# Data Exploration
### This notebook covers the results of the pipeline. You need to run the pipeline first before running code blocks in this notebook

This notebook demonstrates how to query and explore the curated datasets generated by the data pipeline.  
Using **DuckDB** to efficiently query **Parquet** files without loading them entirely into memory.

In [1]:
import duckdb
import os

In [2]:
# Define the curated data path
curated_dir = os.path.join("..", "data", "curated")

# Initialize DuckDB in-memory database
con = duckdb.connect(database=':memory:')

## Query 1: Total sales by category
This query calculates the total sales for each product category.  
The results help identify which categories contribute the most to overall sales.

In [12]:
# SQL query to calculate total sales by product category
query_category_sales = f"""
SELECT * FROM read_parquet('{curated_dir}/category_sales.parquet')
ORDER BY total_sales DESC;
"""
# Execute the query and fetch results into a DataFrame
category_sales_df = con.execute(query_category_sales).fetchdf()

# Styled display for Total Sales by Category
category_sales_df.style \
    .background_gradient(cmap='Blues') \
    .format({'total_sales': '£{:,.2f}'}) \
    .set_caption("Total Sales by Category") \
    .set_properties(**{'text-align': 'center'}) \
    .set_table_styles([{
        'selector': 'caption',
        'props': [('font-size', '16px'), ('font-weight', 'bold')]
    }])


# Display the results
# print("Total Sales by Category:")
# print(category_sales_df)

Unnamed: 0,category,total_sales
0,Electronics,"£953,088.51"
1,Home Appliances,"£665,691.87"
2,Footwear,"£396,782.34"
3,Furniture,"£329,710.91"


## Query 2: Monthly sales trends
This query shows how total sales have changed over the last two months.  
Analyzing trends helps in forecasting future sales and identifying seasonal patterns.

In [14]:
# SQL query to analyze monthly sales trends
query_monthly_trends = f"""
SELECT * FROM read_parquet('{curated_dir}/monthly_sales_trend.parquet')
ORDER BY transaction_month;
"""

# Execute the query and fetch results
monthly_trends_df = con.execute(query_monthly_trends).fetchdf()
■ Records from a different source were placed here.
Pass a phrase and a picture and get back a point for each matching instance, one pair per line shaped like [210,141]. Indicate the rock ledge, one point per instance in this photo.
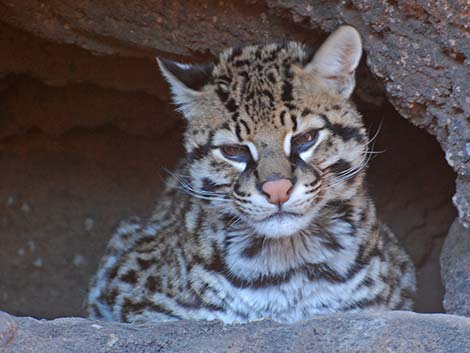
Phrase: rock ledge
[365,332]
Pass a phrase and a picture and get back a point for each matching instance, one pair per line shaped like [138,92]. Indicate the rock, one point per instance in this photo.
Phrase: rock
[372,332]
[455,270]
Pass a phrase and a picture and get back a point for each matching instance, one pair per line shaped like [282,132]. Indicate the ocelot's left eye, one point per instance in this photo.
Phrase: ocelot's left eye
[304,141]
[238,153]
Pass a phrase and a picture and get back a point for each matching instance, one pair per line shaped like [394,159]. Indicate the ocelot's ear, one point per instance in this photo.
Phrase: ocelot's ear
[334,63]
[186,82]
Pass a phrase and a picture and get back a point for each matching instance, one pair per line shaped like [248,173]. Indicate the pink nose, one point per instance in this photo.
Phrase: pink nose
[278,190]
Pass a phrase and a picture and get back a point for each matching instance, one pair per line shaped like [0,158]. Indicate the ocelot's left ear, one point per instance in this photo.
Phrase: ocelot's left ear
[186,82]
[334,63]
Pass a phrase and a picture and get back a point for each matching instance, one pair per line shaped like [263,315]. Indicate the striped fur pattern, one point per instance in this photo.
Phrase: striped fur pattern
[215,248]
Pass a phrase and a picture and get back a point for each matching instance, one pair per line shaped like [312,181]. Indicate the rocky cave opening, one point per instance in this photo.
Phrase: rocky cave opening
[83,143]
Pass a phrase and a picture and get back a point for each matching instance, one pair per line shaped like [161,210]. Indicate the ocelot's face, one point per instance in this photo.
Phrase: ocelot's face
[271,139]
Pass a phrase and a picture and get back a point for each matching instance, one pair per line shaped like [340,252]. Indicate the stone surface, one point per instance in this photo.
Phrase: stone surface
[455,269]
[359,333]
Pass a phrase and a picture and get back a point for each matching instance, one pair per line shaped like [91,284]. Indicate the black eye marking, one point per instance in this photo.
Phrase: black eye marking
[237,153]
[303,142]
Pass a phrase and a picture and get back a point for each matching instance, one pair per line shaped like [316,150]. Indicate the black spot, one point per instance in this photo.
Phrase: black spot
[223,95]
[368,282]
[239,63]
[238,132]
[271,77]
[348,132]
[235,53]
[129,277]
[231,105]
[153,283]
[144,240]
[112,273]
[282,117]
[144,264]
[201,151]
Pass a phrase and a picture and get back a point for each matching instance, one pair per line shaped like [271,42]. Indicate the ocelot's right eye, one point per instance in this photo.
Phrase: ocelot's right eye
[238,153]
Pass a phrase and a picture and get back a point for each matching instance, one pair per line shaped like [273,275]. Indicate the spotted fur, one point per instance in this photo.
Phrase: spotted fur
[215,248]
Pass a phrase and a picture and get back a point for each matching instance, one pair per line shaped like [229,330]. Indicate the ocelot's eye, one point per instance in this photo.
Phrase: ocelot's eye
[304,141]
[238,153]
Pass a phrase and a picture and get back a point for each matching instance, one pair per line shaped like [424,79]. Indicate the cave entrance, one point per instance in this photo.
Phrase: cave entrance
[412,186]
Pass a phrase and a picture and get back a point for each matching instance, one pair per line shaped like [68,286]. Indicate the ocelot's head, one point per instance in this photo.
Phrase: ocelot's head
[271,136]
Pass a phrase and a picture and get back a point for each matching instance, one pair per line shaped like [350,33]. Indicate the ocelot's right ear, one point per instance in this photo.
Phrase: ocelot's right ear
[186,82]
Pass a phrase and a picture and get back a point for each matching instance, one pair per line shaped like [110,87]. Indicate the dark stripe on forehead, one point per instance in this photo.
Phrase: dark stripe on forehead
[222,94]
[235,53]
[348,132]
[238,132]
[287,92]
[231,105]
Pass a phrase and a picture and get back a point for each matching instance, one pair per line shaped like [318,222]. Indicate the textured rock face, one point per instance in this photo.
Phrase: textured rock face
[455,269]
[358,333]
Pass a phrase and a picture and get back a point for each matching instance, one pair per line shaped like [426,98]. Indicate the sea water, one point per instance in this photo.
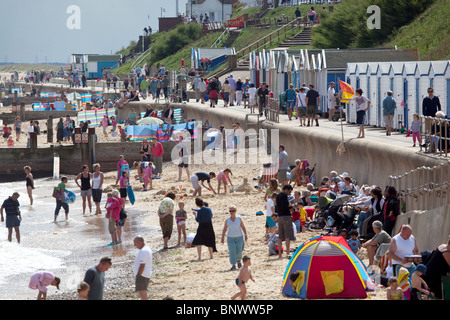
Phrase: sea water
[67,248]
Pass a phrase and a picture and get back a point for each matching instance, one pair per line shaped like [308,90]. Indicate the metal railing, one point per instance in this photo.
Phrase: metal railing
[426,197]
[435,135]
[423,188]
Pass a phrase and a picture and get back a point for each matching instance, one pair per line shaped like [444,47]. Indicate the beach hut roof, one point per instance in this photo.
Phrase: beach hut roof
[440,67]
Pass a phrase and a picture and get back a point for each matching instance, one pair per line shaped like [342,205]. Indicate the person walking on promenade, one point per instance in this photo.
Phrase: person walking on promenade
[362,105]
[389,106]
[312,103]
[29,182]
[13,217]
[331,100]
[236,237]
[430,105]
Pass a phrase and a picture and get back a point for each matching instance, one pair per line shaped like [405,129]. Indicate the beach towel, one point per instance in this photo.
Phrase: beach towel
[91,116]
[81,116]
[404,282]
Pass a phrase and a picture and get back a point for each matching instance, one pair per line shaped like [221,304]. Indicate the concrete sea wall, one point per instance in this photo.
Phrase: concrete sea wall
[369,162]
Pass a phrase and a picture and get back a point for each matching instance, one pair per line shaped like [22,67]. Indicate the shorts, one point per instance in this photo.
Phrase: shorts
[194,181]
[311,110]
[290,104]
[123,192]
[166,225]
[183,165]
[269,222]
[142,283]
[86,193]
[111,226]
[388,120]
[97,195]
[282,174]
[12,220]
[360,117]
[302,111]
[285,230]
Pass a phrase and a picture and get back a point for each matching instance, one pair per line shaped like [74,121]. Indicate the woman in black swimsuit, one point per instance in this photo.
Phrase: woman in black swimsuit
[30,183]
[86,189]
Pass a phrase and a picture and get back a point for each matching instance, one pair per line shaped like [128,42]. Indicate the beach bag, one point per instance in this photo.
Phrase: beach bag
[56,193]
[123,215]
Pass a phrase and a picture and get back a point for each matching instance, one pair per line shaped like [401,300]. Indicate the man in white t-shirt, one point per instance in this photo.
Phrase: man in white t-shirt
[30,128]
[142,267]
[331,100]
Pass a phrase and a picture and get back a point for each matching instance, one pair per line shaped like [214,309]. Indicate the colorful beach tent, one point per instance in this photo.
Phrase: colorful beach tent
[326,268]
[347,91]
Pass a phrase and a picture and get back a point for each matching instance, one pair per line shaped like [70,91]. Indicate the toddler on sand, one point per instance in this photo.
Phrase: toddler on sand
[244,275]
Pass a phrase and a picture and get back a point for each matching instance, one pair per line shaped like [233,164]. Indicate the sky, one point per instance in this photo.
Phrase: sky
[39,31]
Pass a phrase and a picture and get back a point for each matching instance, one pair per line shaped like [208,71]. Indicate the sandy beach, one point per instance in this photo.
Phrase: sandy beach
[176,271]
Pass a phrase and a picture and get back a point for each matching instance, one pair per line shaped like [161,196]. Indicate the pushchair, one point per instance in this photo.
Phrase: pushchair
[343,219]
[330,214]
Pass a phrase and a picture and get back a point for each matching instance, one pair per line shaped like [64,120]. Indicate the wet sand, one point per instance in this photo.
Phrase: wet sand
[176,271]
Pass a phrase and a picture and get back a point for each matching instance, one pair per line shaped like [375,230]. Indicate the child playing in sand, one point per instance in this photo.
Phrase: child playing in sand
[105,123]
[83,290]
[244,275]
[394,292]
[270,210]
[295,213]
[180,217]
[224,176]
[114,124]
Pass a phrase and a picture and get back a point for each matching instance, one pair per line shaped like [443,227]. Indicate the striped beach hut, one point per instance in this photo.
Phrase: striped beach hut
[408,80]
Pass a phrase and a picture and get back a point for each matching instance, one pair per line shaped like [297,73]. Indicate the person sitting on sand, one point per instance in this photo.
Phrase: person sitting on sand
[245,274]
[201,177]
[224,176]
[41,280]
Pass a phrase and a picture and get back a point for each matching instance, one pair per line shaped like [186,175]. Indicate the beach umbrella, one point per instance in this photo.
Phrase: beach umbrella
[149,121]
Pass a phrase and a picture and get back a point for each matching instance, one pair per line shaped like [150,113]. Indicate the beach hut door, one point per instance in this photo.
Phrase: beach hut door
[405,103]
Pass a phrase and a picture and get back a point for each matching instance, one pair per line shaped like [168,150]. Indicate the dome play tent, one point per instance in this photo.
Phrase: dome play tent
[326,268]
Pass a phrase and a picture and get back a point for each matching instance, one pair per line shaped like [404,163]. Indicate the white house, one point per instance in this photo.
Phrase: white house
[217,10]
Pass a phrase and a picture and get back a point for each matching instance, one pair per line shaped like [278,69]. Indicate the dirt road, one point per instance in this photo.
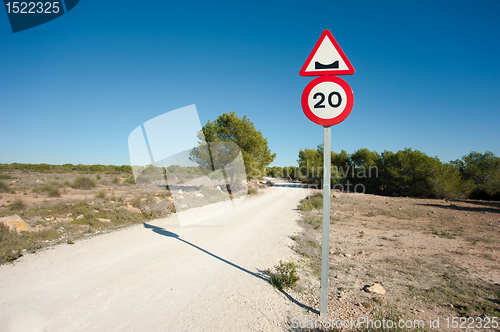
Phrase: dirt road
[161,277]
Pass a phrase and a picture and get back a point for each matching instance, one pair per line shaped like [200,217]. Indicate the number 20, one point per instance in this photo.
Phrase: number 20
[319,104]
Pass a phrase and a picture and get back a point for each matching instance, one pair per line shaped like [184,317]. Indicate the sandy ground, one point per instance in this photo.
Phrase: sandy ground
[161,277]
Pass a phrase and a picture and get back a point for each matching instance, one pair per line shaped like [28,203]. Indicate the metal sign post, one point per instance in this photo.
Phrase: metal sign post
[325,245]
[326,101]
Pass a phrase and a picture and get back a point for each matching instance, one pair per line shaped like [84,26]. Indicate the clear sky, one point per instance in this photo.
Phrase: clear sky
[427,75]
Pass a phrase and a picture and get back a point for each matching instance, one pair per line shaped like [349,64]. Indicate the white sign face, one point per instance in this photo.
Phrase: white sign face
[326,58]
[327,100]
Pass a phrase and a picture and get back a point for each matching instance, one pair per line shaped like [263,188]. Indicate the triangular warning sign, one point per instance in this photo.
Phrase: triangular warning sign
[326,58]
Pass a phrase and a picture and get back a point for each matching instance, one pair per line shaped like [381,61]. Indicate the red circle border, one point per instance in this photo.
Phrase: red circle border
[339,118]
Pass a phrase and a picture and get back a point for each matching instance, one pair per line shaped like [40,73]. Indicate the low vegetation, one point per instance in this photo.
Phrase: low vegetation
[403,173]
[285,275]
[433,257]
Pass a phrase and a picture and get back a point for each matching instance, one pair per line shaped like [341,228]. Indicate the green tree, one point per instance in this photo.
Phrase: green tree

# Styled display for Monthly Sales Trends
monthly_trends_df.style \
    .bar(subset='total_sales', color='#FFA07A') \
    .format({'total_sales': '£{:,.2f}'}) \
    .set_caption("Monthly Sales Trends") \
    .set_properties(**{'text-align': 'center'}) \
    .set_table_styles([{
        'selector': 'caption',
        'props': [('font-size', '16px'), ('font-weight', 'bold')]
    }])


# Display the results
# print("\nMonthly Sales Trends:")
# print(monthly_trends_df)

Unnamed: 0,transaction_month,total_sales
0,2024-12,"£1,226,959.53"
1,2025-01,"£1,118,314.10"


## Query 3: Top 5 selling products
This query identifies the top 5 products based on total sales.  
This insight helps in understanding customer preferences and managing inventory.

In [16]:
# SQL query to get top 5 selling products
query_top_products = f"""
SELECT * FROM read_parquet('{curated_dir}/top_selling_products.parquet')
ORDER BY total_sales DESC;
"""

# Execute the query and fetch results
top_products_df = con.execute(query_top_products).fetchdf()
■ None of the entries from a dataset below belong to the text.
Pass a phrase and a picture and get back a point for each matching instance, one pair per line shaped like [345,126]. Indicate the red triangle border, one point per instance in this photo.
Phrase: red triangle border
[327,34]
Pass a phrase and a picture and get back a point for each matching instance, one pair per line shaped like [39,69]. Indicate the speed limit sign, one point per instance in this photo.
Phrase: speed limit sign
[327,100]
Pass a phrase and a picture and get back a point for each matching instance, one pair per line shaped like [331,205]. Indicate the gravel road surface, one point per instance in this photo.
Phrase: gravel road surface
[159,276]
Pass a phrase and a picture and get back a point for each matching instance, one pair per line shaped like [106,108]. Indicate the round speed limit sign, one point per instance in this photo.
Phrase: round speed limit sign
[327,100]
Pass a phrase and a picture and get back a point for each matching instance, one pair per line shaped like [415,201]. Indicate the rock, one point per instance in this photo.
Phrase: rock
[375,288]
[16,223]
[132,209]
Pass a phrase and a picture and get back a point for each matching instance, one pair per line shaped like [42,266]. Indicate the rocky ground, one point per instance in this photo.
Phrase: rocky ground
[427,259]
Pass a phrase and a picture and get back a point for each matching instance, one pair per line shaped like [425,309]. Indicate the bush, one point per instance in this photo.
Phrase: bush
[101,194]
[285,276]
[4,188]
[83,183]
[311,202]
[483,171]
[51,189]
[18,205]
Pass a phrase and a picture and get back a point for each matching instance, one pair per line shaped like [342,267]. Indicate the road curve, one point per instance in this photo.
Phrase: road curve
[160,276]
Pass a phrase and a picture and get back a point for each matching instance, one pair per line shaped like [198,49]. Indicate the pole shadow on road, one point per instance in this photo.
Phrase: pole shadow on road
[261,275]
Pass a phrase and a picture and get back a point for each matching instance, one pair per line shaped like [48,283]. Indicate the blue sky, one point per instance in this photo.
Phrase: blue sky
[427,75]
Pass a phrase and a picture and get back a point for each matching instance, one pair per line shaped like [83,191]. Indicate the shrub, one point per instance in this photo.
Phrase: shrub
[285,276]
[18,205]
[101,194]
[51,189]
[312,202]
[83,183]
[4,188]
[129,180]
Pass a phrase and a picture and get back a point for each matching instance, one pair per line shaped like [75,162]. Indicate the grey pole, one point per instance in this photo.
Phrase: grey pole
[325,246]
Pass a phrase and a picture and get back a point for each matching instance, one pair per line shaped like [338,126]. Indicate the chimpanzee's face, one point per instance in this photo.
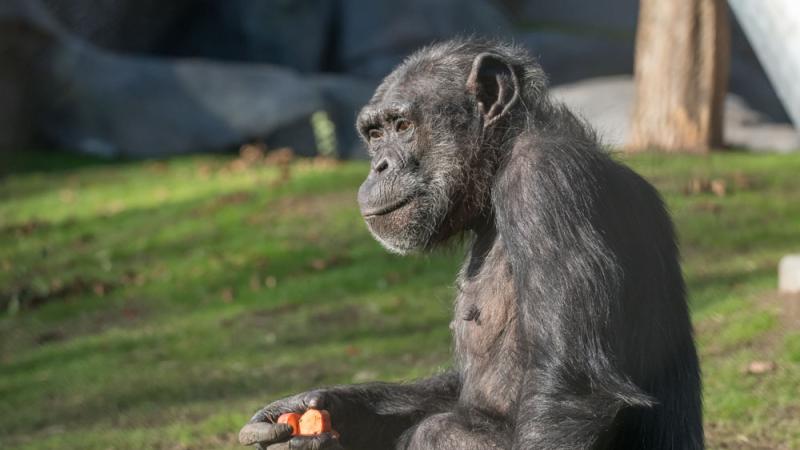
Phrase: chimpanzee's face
[419,141]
# Styled display for Top 5 Selling Products
top_products_df.style \
    .highlight_max(subset='total_sales', color='lightgreen') \
    .format({'total_sales': '£{:,.2f}'}) \
    .set_caption("Top 5 Selling Products") \
    .set_properties(**{'text-align': 'center'}) \
    .set_table_styles([{
        'selector': 'caption',
        'props': [('font-size', '16px'), ('font-weight', 'bold')]
    }])

# Display the results
# print("\nTop 5 Selling Products:")
# print(top_products_df)

Unnamed: 0,product,total_sales
0,Sneakers,"£396,782.34"
1,Smartphone,"£339,626.24"
2,Coffee Maker,"£336,905.62"
3,Office Chair,"£329,710.91"
4,Blender,"£328,786.25"